Eli menggeleng pelan, membiarkan tubuhnya bersandar sepenuhnya pada kehangatan tubuh suaminya. "Tidak. Bagi mereka, hukum sudah berjalan. Aku hanya... masih merasa semua ini seperti mimpi. Beberapa hari lalu aku hanyalah seorang ibu tunggal di kontrakan sempit, dan sekarang aku berdiri di sini sebagai..."
"Sebagai Nyonya Arisatya. Wanita tertinggi di rumah ini, dan satu-satunya pemilik hatiku," potong Xavier mutlak. Pria itu membalikkan tubuh Eli agar menghadapnya, menatap lekat-lekat mata cantik istrinya di bawah temaram cahaya bulan.
Xavier meraih tangan kanan Eli, mengecup jari manis yang dihiasi cincin berlian raksasa itu dengan penuh takzim. "Sangkarmu mungkin emas, Eli. Aturanku mungkin ketat. Tapi aku berjanji, di dalam sangkar inilah kamu dan anak-anak kita akan mendapatkan kebahagiaan mutlak yang tidak akan pernah bisa diusik oleh siapa pun lagi seumur hidupmu."

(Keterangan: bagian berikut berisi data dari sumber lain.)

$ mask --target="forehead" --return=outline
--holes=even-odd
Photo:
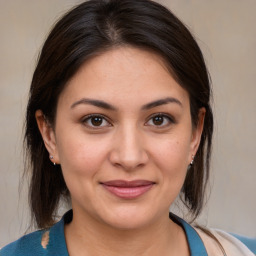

Eli menatap ketulusan yang membara di sepasang mata elang Xavier. Seluruh keraguan yang tersisa di dalam hatinya seketika sirna. Dia mengulurkan kedua lengannya, mengalungkannya di leher kokoh Xavier, lalu berjinjit untuk mendaratkan sebuah ciuman lembut di bibir suaminya—sebuah ciuman yang menjadi tanda bahwa dia telah sepenuhnya menerima takdirnya di dalam sangkar emas sang serigala penguasa.